Silence swallowed the room again.
Not in triumph or with relief. But with dread now that they had proof, no matter how circumstantial, that her sister had been trafficked.
“Can you tell who bought her and where she went?” Gaby asked Callan.
“I’ll need more information about Natalie. Let me bring up the standard asset specifications.”
He made it sound like a product specification in an online store, and she barely kept from flinching.
That was how she had felt standing under hot lights, dragged onto a stage, reduced to measurements and checkboxes. Hair. Eyes. Age. Weight. Skin. The camera had zoomed in, clinical and merciless, cataloging her body for faceless men who callously appraised her. They didn’t see a person. Just goods.Inventory. A commodity measured by how closely it matched a buyer’s appetite.

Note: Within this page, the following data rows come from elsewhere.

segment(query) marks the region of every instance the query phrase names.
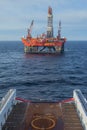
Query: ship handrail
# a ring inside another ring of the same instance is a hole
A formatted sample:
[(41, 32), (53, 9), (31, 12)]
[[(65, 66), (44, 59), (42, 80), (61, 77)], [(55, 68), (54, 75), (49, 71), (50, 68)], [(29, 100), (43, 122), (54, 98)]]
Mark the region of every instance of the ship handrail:
[(0, 111), (3, 108), (3, 106), (5, 105), (5, 103), (7, 102), (7, 100), (9, 99), (10, 95), (12, 94), (14, 90), (10, 89), (7, 94), (2, 98), (2, 100), (0, 101)]
[(0, 101), (0, 130), (2, 130), (13, 106), (17, 103), (15, 97), (16, 89), (10, 89)]

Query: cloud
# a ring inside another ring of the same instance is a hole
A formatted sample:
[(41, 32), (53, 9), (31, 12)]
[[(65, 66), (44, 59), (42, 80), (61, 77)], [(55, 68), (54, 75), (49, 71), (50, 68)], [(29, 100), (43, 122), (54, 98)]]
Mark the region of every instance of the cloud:
[(76, 0), (0, 0), (0, 30), (4, 30), (5, 33), (8, 30), (9, 35), (17, 31), (21, 35), (21, 32), (27, 30), (34, 19), (35, 33), (43, 32), (47, 27), (48, 6), (53, 8), (55, 32), (57, 32), (59, 20), (62, 21), (63, 32), (66, 32), (66, 29), (69, 32), (73, 29), (87, 29), (86, 0), (79, 0), (79, 2)]

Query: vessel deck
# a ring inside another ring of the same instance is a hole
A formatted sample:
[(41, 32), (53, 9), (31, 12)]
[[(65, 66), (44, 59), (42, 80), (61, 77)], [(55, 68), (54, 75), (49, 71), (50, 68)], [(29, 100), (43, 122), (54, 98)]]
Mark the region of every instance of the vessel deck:
[(74, 103), (18, 103), (2, 130), (83, 130)]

Natalie would have felt that too. Worse.
Just the thought of that took her breath away, but Gaby forced the memory aside—something she was becoming an expert at—and focused on the screen. She’d deal with the emotional fallout later.
First, she had to find her sister.
She scanned the extensive list, the ugliness of it staring at her in sterile black and white. But she quickly filled in the blanks for Callan: blue-eyed, blonde, petite, only 5’3” and 110 pounds.

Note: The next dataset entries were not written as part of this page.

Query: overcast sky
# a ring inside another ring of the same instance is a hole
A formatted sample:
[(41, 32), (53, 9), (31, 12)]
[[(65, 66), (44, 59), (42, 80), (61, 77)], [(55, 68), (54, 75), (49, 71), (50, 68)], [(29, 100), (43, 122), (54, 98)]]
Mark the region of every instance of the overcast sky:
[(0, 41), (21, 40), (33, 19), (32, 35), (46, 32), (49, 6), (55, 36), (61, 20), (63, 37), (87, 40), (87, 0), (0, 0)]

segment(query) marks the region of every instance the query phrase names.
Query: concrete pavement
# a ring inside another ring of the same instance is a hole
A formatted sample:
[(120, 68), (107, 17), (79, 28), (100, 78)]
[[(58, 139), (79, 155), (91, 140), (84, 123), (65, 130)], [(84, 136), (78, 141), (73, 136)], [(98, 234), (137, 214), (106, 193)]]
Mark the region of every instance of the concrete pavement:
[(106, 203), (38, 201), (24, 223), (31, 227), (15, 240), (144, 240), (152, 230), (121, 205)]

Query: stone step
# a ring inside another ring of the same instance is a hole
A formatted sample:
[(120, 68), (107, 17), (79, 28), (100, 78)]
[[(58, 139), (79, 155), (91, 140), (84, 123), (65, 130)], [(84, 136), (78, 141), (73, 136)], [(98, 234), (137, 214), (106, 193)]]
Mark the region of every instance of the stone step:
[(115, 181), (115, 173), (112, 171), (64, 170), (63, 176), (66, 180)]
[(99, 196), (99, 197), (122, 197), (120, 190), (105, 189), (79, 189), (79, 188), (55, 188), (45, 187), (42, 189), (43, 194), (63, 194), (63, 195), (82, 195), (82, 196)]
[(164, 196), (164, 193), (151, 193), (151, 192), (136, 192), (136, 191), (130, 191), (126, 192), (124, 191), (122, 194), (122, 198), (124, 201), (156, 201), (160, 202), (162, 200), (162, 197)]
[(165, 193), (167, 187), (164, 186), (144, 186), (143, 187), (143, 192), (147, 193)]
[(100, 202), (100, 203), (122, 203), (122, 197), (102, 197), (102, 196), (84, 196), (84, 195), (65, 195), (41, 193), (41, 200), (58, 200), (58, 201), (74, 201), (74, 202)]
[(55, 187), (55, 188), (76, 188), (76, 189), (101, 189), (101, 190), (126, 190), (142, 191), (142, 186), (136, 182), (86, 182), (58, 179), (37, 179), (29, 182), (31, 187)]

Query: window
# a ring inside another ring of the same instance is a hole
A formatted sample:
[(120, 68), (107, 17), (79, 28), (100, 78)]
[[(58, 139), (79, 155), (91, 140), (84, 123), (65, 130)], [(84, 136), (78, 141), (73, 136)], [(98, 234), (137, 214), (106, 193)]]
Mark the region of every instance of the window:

“You two are sisters?” Mateo asked.
When she looked at him, she sensed the others’ eyes on her too. Understandably. Natalie looked nothing like her—the exact opposite, actually. Fair and delicate, where Gaby was darker, with discreet strength beneath her curves.

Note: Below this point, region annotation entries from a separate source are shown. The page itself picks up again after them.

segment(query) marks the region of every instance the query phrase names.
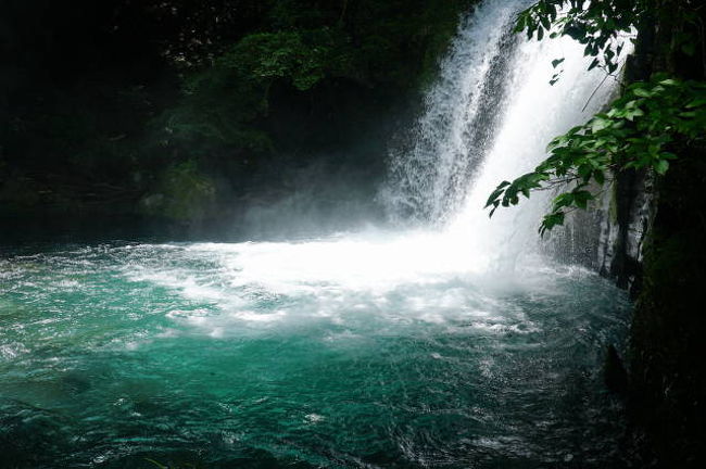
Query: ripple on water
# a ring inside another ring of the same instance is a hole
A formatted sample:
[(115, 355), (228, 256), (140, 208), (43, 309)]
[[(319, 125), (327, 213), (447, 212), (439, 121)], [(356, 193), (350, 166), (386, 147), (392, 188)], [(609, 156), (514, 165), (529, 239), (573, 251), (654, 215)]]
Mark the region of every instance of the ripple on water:
[(13, 404), (0, 401), (0, 440), (18, 443), (2, 457), (603, 467), (620, 410), (601, 392), (600, 348), (622, 338), (622, 293), (541, 262), (495, 276), (406, 259), (395, 274), (388, 248), (101, 244), (3, 259), (0, 396)]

“We’re half-sisters with different fathers,” she explained before continuing. “You know about her tattoo. Just pierced ears, as far as I know. She’s healthy. I’ve never known her to have more than a cold her whole life. She’s a sweet girl who befriended everyone, which is naïve and dangerous in retrospect, and she looks much younger than her age.”
“Which is probably why they targeted her,” Leland said in disgust.
The last item on the list gave Gaby pause. Virginity status.
At her hesitation, Callan’s eyes rose and met hers.
Gaby’s voice came out barely louder than a breath. “I don’t know.”
The tension in the room increased tenfold as she explained, “I’m nine years older. Natalie was ten when I went away to college. After I got a job in the city. She dated, had crushes, but I don’t know if she ever…” Her throat worked. “If she was still…”
Unable to finish, she stopped and cleared her throat.
“In either case, I doubt she is now.”
No one contradicted her.
With compassion shining behind his blue-blockers, Callan nodded. “I’ll include both in the parameters. This should only take a minute.”
Rhys moved then. He rolled his chair closer and rested his hand lightly on Gaby’s arm. “I know that wasn’t easy. Do you need a minute?”
The question caught her off guard. So did the gentleness in it.
Her gaze locked with his, truly connecting. For a fleeting instant, their conflict subsided, like when they were just Gaby and Rhys, not a victim’s sister, not coworkers, or investigators hunting down the dregs of humanity, when they had trust between them—at least on his side.
Wishing for what might have been was a waste of time, however.
She inhaled deeply and shook her head once. “I’ve already lost enough minutes,” she said. “I can’t afford more, and neither can Natalie.”
His hand tightened almost imperceptibly before it fell away.
“Here we go,” Callan murmured as columns of data populated the screen.